Artificial intelligence is fashionable. It is mentioned in the board meetings of marketing companies, logistics, the financial industry, health and many others. This technology brings a level of autonomy to digital systems. But, on several occasions, the digital services collided and even came into conflict with the application of the law.
What happens when technologies, such as deep learning software and self-enforcement code, lead legal decisions? How can one ensure that next-generation legal technology systems are not unfairly biased against certain groups or individuals? And what skills will lawyers need to develop in order to properly assess the quality of justice that flows from data-driven decisions?
While entrepreneurs have been observing traditional legal processes for some years, this first phase of legal innovation pales in importance. The transformative potential of artificial intelligence technologies already has many writing algorithms related to legal processes.
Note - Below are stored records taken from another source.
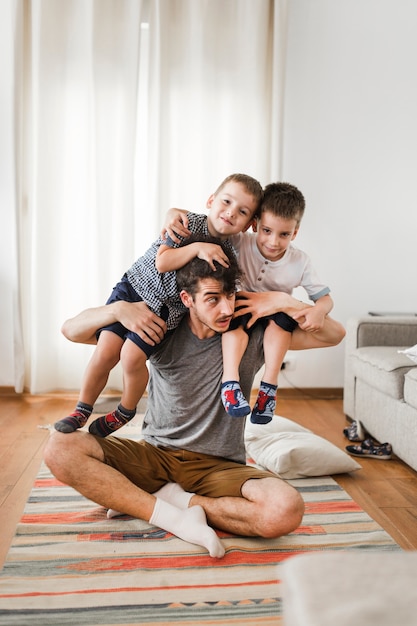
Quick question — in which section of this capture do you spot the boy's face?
[207,181,257,239]
[253,211,298,261]
[180,278,235,339]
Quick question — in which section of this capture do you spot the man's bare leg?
[44,431,224,558]
[191,477,304,538]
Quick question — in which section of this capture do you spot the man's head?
[252,183,305,262]
[207,174,263,239]
[177,237,241,338]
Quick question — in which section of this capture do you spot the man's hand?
[233,291,300,328]
[292,306,326,333]
[161,209,191,243]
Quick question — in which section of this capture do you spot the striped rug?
[0,428,400,626]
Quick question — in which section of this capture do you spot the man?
[44,239,334,558]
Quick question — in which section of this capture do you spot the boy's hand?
[161,209,191,243]
[197,242,229,272]
[292,306,326,333]
[233,291,293,328]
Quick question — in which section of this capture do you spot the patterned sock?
[149,498,224,559]
[88,404,136,437]
[54,402,93,433]
[250,381,278,424]
[221,380,250,417]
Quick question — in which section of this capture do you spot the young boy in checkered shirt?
[54,174,262,437]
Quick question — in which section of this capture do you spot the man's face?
[180,278,236,338]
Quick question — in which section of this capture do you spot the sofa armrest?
[343,315,417,419]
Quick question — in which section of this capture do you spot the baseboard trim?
[251,387,343,400]
[0,386,343,400]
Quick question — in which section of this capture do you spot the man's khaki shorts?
[95,437,277,498]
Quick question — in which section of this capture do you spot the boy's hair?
[176,235,242,300]
[214,174,264,207]
[259,183,306,226]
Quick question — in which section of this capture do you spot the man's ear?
[180,289,193,309]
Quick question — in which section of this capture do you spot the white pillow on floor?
[245,415,361,480]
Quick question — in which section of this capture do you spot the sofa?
[343,314,417,470]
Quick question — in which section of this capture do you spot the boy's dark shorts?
[96,274,168,357]
[95,436,278,498]
[229,312,298,335]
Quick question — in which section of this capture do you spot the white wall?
[0,0,417,387]
[0,2,17,386]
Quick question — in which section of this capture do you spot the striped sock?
[250,381,278,424]
[88,404,136,437]
[54,402,93,433]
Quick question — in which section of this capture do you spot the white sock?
[152,483,194,509]
[107,483,194,519]
[149,498,224,559]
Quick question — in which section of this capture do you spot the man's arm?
[235,291,346,350]
[293,294,333,332]
[61,300,166,346]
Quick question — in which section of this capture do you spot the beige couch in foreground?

How can legal protections be safeguarded if decisions are automated through algorithmic models trained in discrete data sets, or from policies administered when integrated into a blockchain?
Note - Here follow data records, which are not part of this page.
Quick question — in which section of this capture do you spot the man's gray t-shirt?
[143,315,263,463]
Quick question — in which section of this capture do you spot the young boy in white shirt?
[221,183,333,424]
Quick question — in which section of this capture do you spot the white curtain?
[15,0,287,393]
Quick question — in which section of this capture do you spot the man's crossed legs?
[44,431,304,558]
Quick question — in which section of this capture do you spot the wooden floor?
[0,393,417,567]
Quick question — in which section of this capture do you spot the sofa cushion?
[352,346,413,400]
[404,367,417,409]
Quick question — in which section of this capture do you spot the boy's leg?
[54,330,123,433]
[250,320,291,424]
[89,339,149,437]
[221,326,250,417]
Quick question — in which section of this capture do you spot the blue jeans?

This is the kind of question that the lawyer and philosopher Mireille Hildebrandt, professor at the law, science, technology and society research group at Vrije Universiteit Brussels in Belgium, will formulate and respond to during a five-year project to investigate the implications of what she calls ‘computational law’.
Last month, the European Research Council awarded Hildebrandt a 2.5 million euro grant to carry out fundamental research with a dual technology approach: artificial legal intelligence and legal blockchain applications.
Hildebrandt describes the project in published reports as very abstract and very practical, with a team that will include both lawyers and computer scientists. Its intention is to create a new legal hermeneutics, that is, a framework for lawyers to approach the architectures of computer laws intelligently; Understand the limitations and implications, and be able to ask the right questions to evaluate the technologies that are increasingly put to work to evaluate us.
“The idea is for lawyers to meet with computer scientists to understand what they are facing,” he explains. “I want to have that conversation … I want lawyers who are analytically very keen and philosophically interested to meet with computer scientists and understand each other’s language.
“We’re not going to develop a common language, that’s not going to work, I’m convinced, but they should be able to understand what the meaning of a term is in the other discipline, and learn to play, and say it’s okay, see the complexity In both fields, get away from trying to make everything very simple.
“And after seeing the complexity to be able to explain it in a way that the people that really matter, that we are citizens, we can make decisions both at a political level and in everyday life.”
Hildebrandt says that he included AI and blockchain technologies in the scope of the project, since both offer “two very different types of computational laws”.
There is also the possibility that the two can be applied in combination, creating “a whole new set of risks and opportunities” in a legal technological environment.
Blockchain “freezes the future,” Hildebrandt argues, admitting that it is the technology of which she is most skeptical in this context. “Once you put it in a chain of blocks, it is very difficult to change your mind, and if these rules are reinforced, it would be a very costly matter both in terms of money and in terms of effort, time, confusion and uncertainty. change that.
“You can fork but not, I think, when governments are involved. They can not simply fork. ”
That said, he postulates that blockchain could at some point in the future be considered an attractive alternative mechanism for states and companies to settle into a less complex system to determine obligations under the global tax law, for example. (Assuming that such an agreement could be reached).
Given how complex legal compliance can be for Internet platforms that operate across borders and intersect with different jurisdictions and political expectations, the time may come when a new system is deemed necessary to apply the rules, and put the Policies in a chain of blocks could be a way to respond to the entire chaotic overlap.
Although Hildebrandt is cautious about the idea of blockchain-based systems for legal compliance.